Gli adulti leggono troppo poco e purtroppo anche i bambini cadono in questo enorme errore; a scuola sono quasi obbligati dalle maestre a leggere un libro quando invece bisognerebbe insegnare loro con amore e armonia che avere un libro tra le mani è meraviglioso: diverte e fa viaggiare con la fantasia in posti fantastici, dove si possono incontrare tra le sue righe fate, gnomi o bellissime principesse.

Molti esperti raccomandano di iniziare presto ad avvicinare i bimbi ai libri proprio perché ancora, fortunatamente, non hanno troppi condizionamenti esterni come la televisione o le varie consolle per giocare, ed è quindi più facile insegnare loro a elaborare con la propria testolina che leggere è bello e nel tempo sarà proprio lui a chiedervi, tenendo un bel libro con le manine, di leggerglielo.

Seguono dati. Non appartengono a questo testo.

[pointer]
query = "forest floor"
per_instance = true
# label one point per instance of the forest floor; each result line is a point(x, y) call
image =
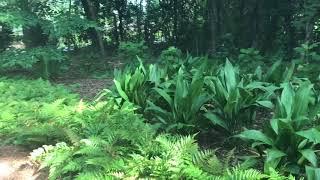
point(16, 165)
point(14, 161)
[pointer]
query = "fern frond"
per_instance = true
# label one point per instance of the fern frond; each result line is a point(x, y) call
point(240, 174)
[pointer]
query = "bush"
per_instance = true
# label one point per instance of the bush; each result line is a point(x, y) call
point(31, 111)
point(236, 100)
point(291, 139)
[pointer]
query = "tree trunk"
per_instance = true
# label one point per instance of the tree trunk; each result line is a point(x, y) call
point(212, 18)
point(96, 35)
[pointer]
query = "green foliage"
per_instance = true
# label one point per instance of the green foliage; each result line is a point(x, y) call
point(135, 85)
point(308, 52)
point(32, 110)
point(290, 140)
point(278, 73)
point(46, 61)
point(235, 100)
point(130, 50)
point(172, 55)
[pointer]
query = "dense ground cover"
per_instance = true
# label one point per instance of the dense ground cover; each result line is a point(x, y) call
point(149, 123)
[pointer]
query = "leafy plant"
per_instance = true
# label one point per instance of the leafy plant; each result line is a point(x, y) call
point(308, 52)
point(182, 102)
point(32, 110)
point(235, 100)
point(290, 141)
point(277, 73)
point(135, 86)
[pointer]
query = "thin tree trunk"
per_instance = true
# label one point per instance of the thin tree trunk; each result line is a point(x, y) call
point(91, 14)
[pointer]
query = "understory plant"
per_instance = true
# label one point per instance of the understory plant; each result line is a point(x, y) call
point(178, 108)
point(32, 110)
point(290, 141)
point(235, 100)
point(135, 85)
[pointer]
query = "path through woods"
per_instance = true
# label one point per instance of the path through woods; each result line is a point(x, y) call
point(16, 165)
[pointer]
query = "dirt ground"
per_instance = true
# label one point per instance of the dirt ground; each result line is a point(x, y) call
point(86, 88)
point(16, 165)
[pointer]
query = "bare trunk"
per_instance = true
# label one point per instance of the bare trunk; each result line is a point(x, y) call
point(91, 13)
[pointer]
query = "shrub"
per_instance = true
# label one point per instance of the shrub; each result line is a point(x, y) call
point(32, 110)
point(134, 85)
point(290, 141)
point(183, 100)
point(235, 100)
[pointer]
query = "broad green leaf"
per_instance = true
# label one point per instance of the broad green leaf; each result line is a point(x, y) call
point(267, 104)
point(274, 125)
point(287, 99)
point(313, 135)
point(216, 120)
point(273, 158)
point(256, 135)
point(310, 156)
point(165, 96)
point(230, 76)
point(120, 91)
point(312, 173)
point(303, 97)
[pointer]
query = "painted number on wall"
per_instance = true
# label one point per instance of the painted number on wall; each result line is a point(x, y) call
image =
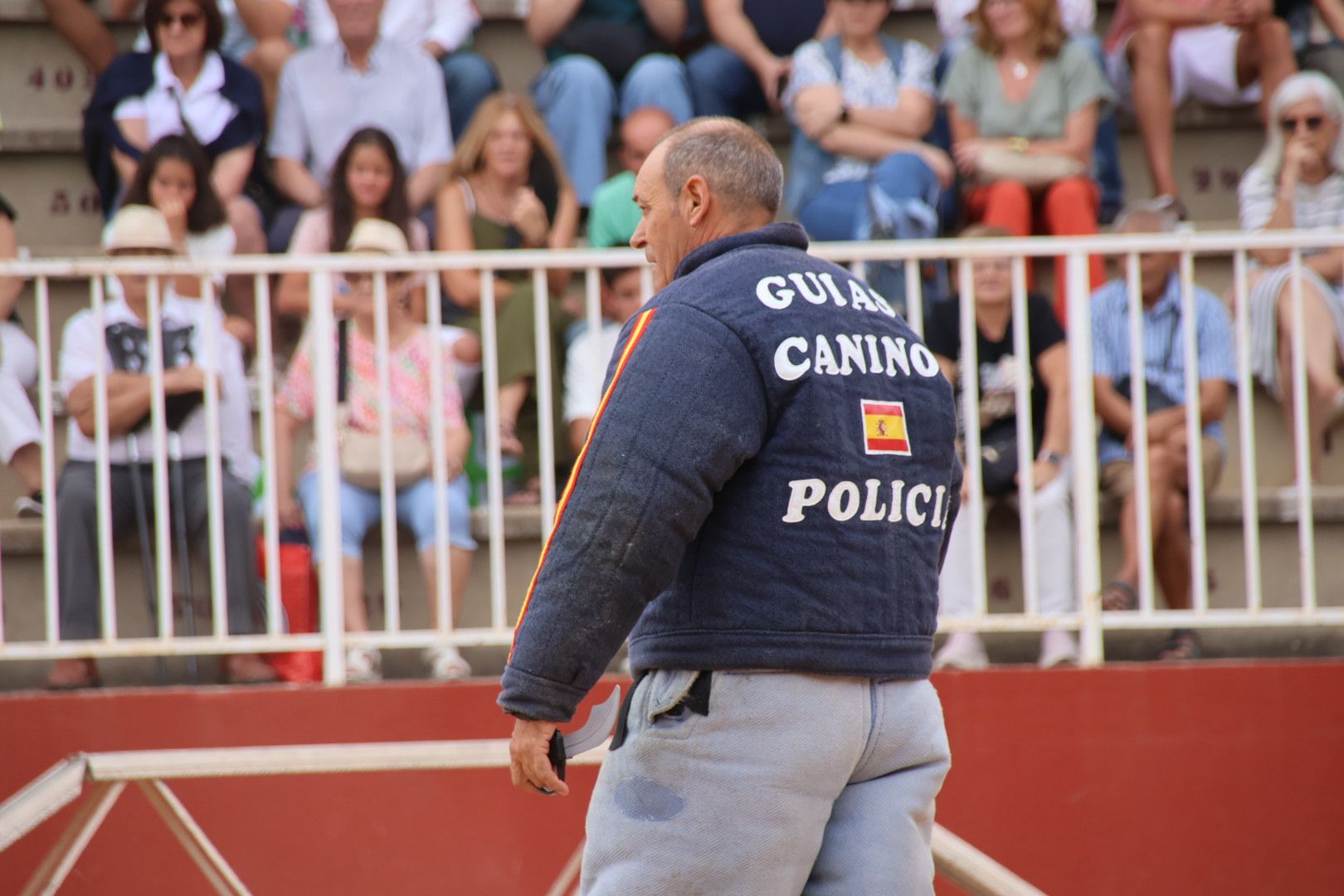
point(60, 78)
point(65, 202)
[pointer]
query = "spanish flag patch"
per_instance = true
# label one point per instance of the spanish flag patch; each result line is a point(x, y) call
point(884, 427)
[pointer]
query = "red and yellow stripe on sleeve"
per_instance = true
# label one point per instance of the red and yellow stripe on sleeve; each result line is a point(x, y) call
point(636, 334)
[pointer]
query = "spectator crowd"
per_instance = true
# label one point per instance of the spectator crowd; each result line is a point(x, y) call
point(316, 127)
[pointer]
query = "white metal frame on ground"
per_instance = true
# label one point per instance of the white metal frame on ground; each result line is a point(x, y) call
point(1088, 618)
point(110, 772)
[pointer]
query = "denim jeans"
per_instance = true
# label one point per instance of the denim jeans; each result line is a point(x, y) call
point(578, 101)
point(362, 508)
point(791, 783)
point(722, 84)
point(470, 78)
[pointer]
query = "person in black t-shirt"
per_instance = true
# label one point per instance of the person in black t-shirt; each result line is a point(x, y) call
point(19, 431)
point(997, 419)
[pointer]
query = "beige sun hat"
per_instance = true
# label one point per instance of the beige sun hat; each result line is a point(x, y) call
point(377, 236)
point(138, 227)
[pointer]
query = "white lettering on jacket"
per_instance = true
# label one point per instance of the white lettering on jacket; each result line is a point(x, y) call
point(845, 500)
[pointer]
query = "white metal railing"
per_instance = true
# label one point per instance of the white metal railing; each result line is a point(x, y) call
point(110, 772)
point(1089, 620)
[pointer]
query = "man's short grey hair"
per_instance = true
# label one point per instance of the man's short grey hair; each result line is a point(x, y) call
point(1148, 217)
point(735, 162)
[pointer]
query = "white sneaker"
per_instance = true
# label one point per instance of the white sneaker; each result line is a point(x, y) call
point(363, 664)
point(446, 664)
point(962, 650)
point(1058, 648)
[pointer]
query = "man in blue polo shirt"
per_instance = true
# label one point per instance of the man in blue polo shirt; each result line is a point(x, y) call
point(1164, 373)
point(767, 489)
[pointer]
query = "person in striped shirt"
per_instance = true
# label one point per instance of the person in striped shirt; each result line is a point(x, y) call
point(1164, 375)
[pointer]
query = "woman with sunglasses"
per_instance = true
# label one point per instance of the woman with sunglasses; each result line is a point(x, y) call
point(1298, 183)
point(182, 86)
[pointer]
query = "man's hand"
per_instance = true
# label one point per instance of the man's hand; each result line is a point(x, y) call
point(819, 109)
point(530, 763)
point(769, 74)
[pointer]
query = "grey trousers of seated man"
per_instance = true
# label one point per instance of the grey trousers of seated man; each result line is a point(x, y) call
point(791, 783)
point(77, 542)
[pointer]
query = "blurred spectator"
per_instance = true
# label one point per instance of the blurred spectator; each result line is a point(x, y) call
point(606, 58)
point(182, 88)
point(21, 434)
point(368, 183)
point(173, 178)
point(1224, 52)
point(329, 93)
point(1164, 379)
point(507, 190)
point(590, 353)
point(613, 218)
point(254, 34)
point(1298, 182)
point(1023, 104)
point(1079, 17)
point(360, 508)
point(167, 179)
point(1317, 49)
point(860, 102)
point(746, 71)
point(442, 28)
point(123, 349)
point(997, 375)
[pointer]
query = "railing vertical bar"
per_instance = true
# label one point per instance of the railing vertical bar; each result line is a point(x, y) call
point(332, 590)
point(51, 581)
point(106, 574)
point(270, 500)
point(1025, 440)
point(1301, 441)
point(494, 464)
point(1194, 445)
point(969, 367)
point(1246, 422)
point(387, 484)
point(214, 466)
point(1083, 453)
point(158, 455)
point(442, 585)
point(1138, 403)
point(914, 297)
point(544, 397)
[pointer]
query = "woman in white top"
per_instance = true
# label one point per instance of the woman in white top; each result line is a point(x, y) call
point(1298, 183)
point(183, 86)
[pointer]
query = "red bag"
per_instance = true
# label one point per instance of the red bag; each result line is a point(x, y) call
point(299, 597)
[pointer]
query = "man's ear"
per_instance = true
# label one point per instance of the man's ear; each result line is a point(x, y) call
point(695, 201)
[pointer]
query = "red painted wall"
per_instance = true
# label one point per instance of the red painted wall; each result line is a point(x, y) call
point(1211, 778)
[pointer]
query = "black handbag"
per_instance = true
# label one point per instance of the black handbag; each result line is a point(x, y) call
point(999, 457)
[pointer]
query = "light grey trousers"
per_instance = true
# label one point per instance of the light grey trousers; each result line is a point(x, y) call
point(791, 785)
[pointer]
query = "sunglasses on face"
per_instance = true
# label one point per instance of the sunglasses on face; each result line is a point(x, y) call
point(186, 21)
point(1291, 125)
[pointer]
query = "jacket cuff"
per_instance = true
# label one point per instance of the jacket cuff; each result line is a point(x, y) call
point(541, 699)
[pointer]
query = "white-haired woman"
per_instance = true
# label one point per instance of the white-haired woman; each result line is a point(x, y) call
point(1298, 183)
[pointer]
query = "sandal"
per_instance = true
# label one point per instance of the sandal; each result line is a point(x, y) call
point(1181, 645)
point(1118, 596)
point(446, 664)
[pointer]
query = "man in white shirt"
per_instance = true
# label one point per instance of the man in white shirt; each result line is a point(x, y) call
point(442, 28)
point(590, 353)
point(119, 347)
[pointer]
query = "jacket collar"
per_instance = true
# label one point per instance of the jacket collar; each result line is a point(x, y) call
point(780, 234)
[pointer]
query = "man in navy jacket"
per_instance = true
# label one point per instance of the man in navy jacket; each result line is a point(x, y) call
point(767, 490)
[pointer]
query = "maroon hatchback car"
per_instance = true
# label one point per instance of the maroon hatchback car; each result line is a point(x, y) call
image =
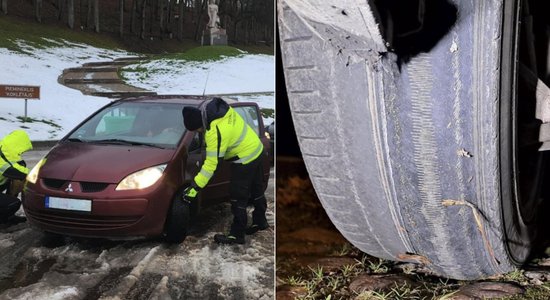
point(120, 173)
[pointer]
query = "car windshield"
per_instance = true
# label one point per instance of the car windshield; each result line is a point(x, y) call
point(134, 123)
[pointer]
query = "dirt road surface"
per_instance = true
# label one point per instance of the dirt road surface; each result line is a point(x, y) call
point(42, 266)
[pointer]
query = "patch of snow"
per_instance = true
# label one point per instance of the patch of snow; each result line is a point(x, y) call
point(43, 291)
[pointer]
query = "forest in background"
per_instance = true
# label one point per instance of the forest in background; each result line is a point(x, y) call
point(247, 22)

Già a pochi mesi di vita, noi genitori possiamo proporre al nostro piccolino, un po’ come se fossero un gioco, libri fatti di materiali differenti come per esempio la stoffa, che il bimbo potrà, toccandolo ed esplorandolo con la bocca, iniziare a prendere  confidenza e conoscenza con l’oggetto.

Bellissimi sono i libri di stoffa per neonati della Lilliputiens, consiglio a tutte le neomamme di cercarli su internet.

Molto importante è anche raccontargli tante tante tante fiabe, ritagliando proprio uno spazio della giornata del bimbo da dedicare quotidianamente a quest’attività: ideale sarebbe prima della nanna serale.

Ecco qui di seguito una lista di librettini adatti ai bimbi proprio piccoli piccoli così potrete magari, come ho fatto io, iniziare a creare una piccola biblioteca tutta per lui nella sua cameretta: 

 

libri-per-bambini

 

IL MIO PRIMO CAREZZA LIBRO  di  Fiona Watt   

SEGUI COL DITO  di Fiona Watt e Stella Baggott

DOV’E’ IL MIO CUCCIOLO  di Fiona Watt

GIGETTO L’ORSETTO 

GIULIO CONIGLIO FA IL BAGNO  di Nicoletta Costa

PRIMAVERA CON LA NUVOLA OLGA  di Nicoletta Costa

AL BUIO VEDI  di Massimo Canuti e Gianluca Belmonte

LA GALLINA ESTER di  Nicoletta Costa

L’ARMADIO DEI GIOCATTOLI di Silvia D’Achille

 

I libri aiutano a sviluppare l’intelligenza, aprono la mente permettendo di vedere il mondo sotto più vaste prospettive, ricordiamocelo ogni volta che dobbiamo fare un regalo ai nostri piccolini.